PHP's Symfony2 Solr Bundle Implementation

solr_logo_rgb (1150x580)

By Andy Thorne

on the 20th February 2017


Symfony2 Apache Solr Integration

As part of the ongoing development of LineStorm CMS, I've come to the stage of implementing page body and data searching. As you may know, MySQL's InnoDB doesn't support full text search pre 5.6, which is what the majority of people use. Therefore, I started looking for a range of possible generic implementations:

  • InnoDB Full Text (MySQL >= 5.6)
  • InnoDB with data mirroring to a MyISAM table (MySQL < 5.6)
  • MyISAM Full Text
  • Apache Solr
  • Sphinx
  • Tri Graphs

I found a brilliant slide show presented by Bill Karwin at Percona, that highlights the pros and cons of all the above methods. Implementing Tri Graphs, InnoDB and MyISAM methods were very straightforward to implement. However, Solr - despite know of it - was new to me, so I found a pre-made Symfony2 bundle by Florian Semm. After having a play around with it, I could see it needed changing for LineStormCMS, so I put on my forking shoes (sorry, that was terrible.) and ended up rebuild huge chunks.

If you're interested in using the rebuild bundle, below is what has changed. You can grab the code from the andythorne/solr-bundle fork on github.

What has changes for the Solr Bundle

There are several major changes with the structure and interaction with the rebuild fork. Here are the major ones, and why it was changed:

Query Creation, Repositories, Mappers and Doctrine

My original need to modify the bundle came from it's interaction with Doctrine. In my system, Solr is queried and ids are returned. The database is then hit to extract full entities. A lot of this is done for searching, so entity objects are not needed. I needed a way to hydrate as an array. This in-turn needed the query to be provided. Using the query builder provider greater control when modifying it within the bundle.

I then found out that, for each solr representation of an entity returned, the database was hit, resulting in potentially hundreds of almost duplicate queries being run.

I think Florian had the right idea in providing a solr Repository, so I have extend it to provide the needed functionality.

MetaInformation

I never really understood why the MetaInformation class contained actual entity objects. Maybe it's just a bad name for the class, but it seemed wrong, so they have now been de-coupled. It seemed to be creating new entities and reflection classes all over the place. The mapping method `extractSolrValues($entity)` has been added to convert an entity into solr-ready values.

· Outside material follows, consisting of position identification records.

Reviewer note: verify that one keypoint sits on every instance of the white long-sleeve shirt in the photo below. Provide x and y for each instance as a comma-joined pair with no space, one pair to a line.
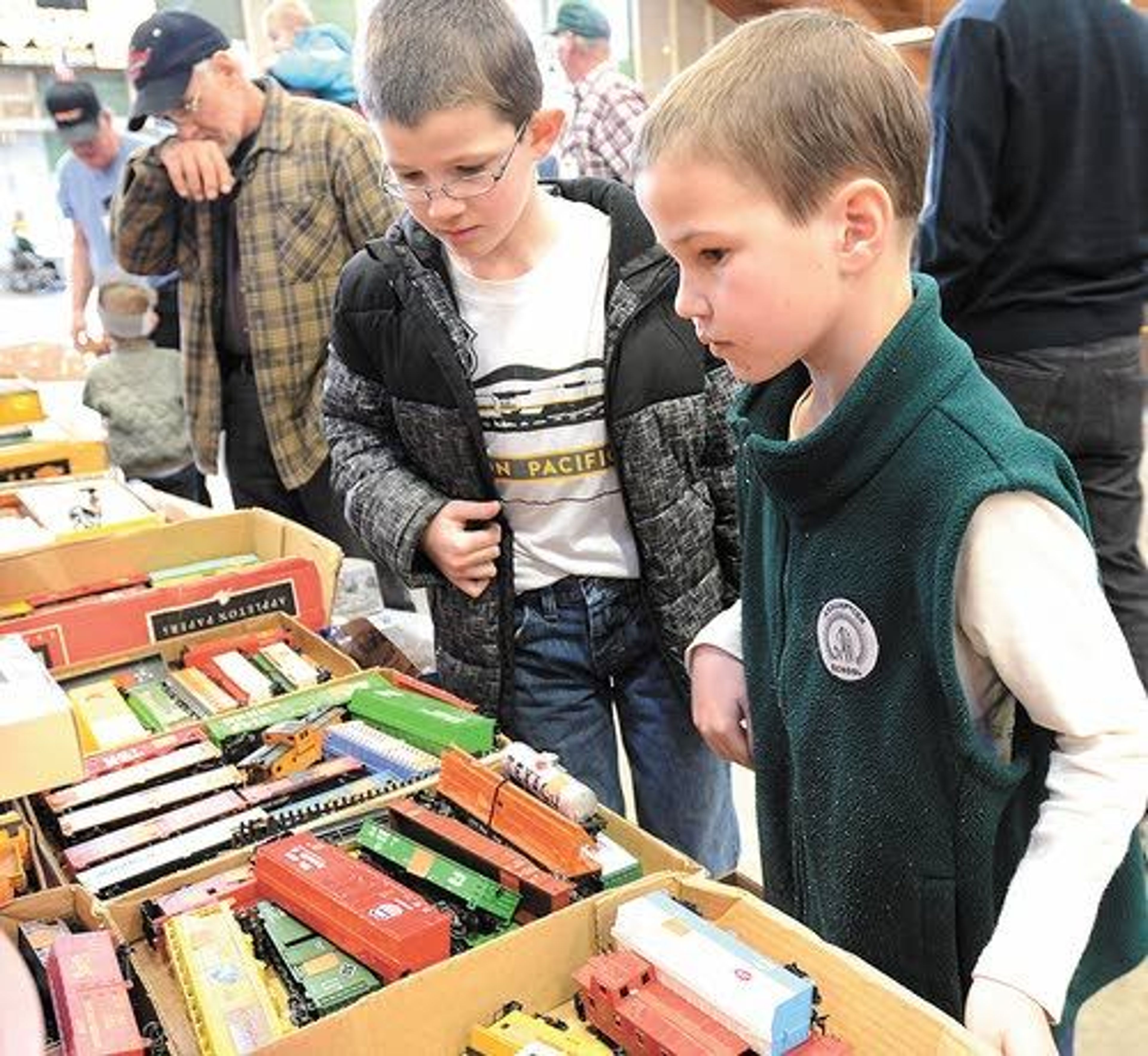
1033,625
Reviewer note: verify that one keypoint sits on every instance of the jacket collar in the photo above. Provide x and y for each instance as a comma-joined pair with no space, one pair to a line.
915,366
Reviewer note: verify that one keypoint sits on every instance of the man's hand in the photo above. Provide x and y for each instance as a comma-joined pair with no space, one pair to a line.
86,341
721,704
197,168
465,555
1007,1020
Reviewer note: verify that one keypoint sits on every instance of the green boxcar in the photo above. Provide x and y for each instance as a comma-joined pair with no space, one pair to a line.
321,977
423,721
155,707
472,889
252,720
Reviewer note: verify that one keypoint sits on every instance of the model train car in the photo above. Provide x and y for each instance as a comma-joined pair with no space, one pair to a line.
320,976
516,1032
236,1006
623,998
767,1006
423,721
488,907
373,918
535,828
90,997
541,892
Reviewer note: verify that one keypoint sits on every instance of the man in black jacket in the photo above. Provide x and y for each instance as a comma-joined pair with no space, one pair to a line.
1037,231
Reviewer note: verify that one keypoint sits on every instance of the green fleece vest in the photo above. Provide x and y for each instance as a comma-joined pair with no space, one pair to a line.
888,825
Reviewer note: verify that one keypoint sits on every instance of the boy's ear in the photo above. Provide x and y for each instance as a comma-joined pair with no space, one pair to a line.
865,218
546,128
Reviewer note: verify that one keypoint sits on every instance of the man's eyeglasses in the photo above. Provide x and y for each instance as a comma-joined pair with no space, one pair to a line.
182,114
472,185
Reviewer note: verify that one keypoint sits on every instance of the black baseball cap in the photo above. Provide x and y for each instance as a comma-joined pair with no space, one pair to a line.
76,109
161,58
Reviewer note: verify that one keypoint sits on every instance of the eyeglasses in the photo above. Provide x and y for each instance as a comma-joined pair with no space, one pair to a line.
182,114
472,185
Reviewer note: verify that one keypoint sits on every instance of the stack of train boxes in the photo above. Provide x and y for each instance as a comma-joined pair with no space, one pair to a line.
295,572
363,1023
433,1012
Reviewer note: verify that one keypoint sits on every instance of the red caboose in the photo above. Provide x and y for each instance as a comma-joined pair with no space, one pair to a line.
362,911
620,996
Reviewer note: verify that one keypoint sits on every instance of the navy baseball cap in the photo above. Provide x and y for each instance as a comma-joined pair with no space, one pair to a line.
582,20
76,109
161,57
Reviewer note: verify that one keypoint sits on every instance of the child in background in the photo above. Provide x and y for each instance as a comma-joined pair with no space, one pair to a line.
138,388
518,423
312,60
950,736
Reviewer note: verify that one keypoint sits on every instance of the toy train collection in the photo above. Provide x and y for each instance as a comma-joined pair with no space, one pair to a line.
181,797
351,888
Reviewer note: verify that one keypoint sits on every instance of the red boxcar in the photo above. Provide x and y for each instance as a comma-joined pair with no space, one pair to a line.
90,998
532,826
366,913
620,996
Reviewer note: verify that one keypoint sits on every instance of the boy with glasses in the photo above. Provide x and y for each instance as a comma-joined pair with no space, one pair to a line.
950,736
259,198
519,424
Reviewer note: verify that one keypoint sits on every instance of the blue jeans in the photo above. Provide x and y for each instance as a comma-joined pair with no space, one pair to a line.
1090,400
586,647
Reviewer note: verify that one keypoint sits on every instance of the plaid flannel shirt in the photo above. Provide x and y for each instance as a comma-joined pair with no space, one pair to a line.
309,197
600,137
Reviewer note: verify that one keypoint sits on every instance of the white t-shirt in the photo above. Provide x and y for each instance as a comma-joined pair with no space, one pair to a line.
540,384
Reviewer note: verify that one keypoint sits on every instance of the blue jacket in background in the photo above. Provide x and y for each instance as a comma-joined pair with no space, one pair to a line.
318,64
1036,227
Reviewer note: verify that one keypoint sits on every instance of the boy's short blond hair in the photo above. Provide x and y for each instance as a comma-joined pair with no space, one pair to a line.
123,305
287,13
798,101
416,58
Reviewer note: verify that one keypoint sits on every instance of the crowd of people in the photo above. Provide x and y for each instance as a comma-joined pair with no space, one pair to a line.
783,430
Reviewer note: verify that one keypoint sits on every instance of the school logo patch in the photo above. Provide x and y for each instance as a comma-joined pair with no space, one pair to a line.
847,640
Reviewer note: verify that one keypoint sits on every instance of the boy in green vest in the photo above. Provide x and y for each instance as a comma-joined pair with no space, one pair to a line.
950,737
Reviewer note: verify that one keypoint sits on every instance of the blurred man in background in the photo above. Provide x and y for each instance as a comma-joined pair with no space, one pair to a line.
86,179
608,106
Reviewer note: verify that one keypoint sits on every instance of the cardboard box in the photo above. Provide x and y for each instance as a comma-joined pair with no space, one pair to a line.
36,725
432,1013
72,903
298,577
368,1023
20,403
52,453
79,907
313,646
42,361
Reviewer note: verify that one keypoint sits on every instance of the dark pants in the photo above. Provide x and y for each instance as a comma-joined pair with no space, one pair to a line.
1090,400
585,651
187,484
255,482
167,332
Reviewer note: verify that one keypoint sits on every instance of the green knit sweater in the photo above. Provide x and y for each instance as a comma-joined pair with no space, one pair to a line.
887,823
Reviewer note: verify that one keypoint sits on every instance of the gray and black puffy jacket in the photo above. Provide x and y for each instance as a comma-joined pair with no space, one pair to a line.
406,438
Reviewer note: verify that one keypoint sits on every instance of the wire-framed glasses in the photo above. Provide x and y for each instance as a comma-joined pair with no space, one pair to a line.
472,185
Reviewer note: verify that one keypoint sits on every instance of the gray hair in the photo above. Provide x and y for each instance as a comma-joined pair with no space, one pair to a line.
415,58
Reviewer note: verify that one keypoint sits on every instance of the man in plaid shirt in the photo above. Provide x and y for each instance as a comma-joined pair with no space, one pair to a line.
600,137
259,199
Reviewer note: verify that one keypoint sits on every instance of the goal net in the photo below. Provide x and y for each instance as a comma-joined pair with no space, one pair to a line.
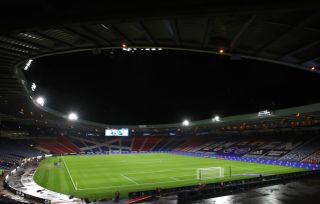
210,173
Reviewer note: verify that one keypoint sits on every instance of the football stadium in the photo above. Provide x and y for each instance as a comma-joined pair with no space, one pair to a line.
192,102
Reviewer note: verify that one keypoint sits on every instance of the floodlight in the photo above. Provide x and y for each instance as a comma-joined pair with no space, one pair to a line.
41,101
33,87
216,118
73,116
185,123
28,64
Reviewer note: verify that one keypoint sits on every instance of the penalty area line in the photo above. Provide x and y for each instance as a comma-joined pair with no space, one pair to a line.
75,187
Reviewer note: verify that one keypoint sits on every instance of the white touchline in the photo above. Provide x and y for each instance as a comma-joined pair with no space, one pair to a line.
75,187
129,179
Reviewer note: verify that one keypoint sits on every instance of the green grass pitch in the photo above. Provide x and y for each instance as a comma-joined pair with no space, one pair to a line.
100,176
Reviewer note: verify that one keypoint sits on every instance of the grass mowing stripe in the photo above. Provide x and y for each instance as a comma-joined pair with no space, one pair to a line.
100,176
129,179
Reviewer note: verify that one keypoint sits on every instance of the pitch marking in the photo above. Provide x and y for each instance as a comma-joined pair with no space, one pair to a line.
129,179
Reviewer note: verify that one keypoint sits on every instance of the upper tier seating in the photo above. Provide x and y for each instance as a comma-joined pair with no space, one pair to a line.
150,143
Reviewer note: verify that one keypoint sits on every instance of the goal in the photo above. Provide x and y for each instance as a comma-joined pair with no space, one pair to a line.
210,173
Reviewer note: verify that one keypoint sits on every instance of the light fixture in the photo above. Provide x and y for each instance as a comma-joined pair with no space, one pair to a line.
33,87
72,116
216,118
185,123
28,64
40,100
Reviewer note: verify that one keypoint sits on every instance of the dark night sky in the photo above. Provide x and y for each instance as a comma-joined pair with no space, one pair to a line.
166,86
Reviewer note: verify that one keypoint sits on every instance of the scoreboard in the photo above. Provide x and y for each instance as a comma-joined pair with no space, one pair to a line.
122,132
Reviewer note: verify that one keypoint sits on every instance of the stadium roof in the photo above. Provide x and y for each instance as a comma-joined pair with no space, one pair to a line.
283,32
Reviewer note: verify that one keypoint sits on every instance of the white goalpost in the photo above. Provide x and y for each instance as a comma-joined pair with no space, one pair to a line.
210,173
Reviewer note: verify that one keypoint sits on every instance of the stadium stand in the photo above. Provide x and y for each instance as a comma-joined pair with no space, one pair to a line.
138,143
150,143
303,151
12,151
58,145
313,159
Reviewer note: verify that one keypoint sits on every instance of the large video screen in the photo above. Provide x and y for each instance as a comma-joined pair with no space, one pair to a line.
117,132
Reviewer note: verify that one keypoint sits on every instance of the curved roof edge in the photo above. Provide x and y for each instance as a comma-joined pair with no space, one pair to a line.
301,110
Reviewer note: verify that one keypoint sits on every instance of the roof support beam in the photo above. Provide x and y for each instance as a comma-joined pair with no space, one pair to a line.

The MetaInformation has been integrated into Repository class. Methods that were being provided by the Solr class, have been de-coupled and moved into the Repository class. Any methods still used in Solr now require the meta information as well. That may sound bad, but as all manipulation happens via the Repository class, the meta is automatically passed through.

* `Solr->createQuery` - This method still exists, but now only returns the response from solr.
* `Solr->XXXDocument` - Direct Entity/Document manipulation has been moved into the Repository.

Mappers and Hydrators

The main change here is that instead of a hydration being called for every solr entity representation, it is now called on the array of entity representations. This allows doctrine to query for a set of ids, as described next.

Doctrine

Doctrine is now queried with the QueryBuilder by all methods. This allows us to join on any EntityFields or CollectionFields (See Annotations section below) and specify the doctrine hydrate mode.


Annotations

There were a few fairly big annotations missing:

  • Properties within Entity relationships
  • Properties within Collections of Entities
  • Fields that are not mapped in the entity, but are still needed. For example combination fields.
  • Ability to map a property to another name. For example `$tags` should map to `tag` within solr.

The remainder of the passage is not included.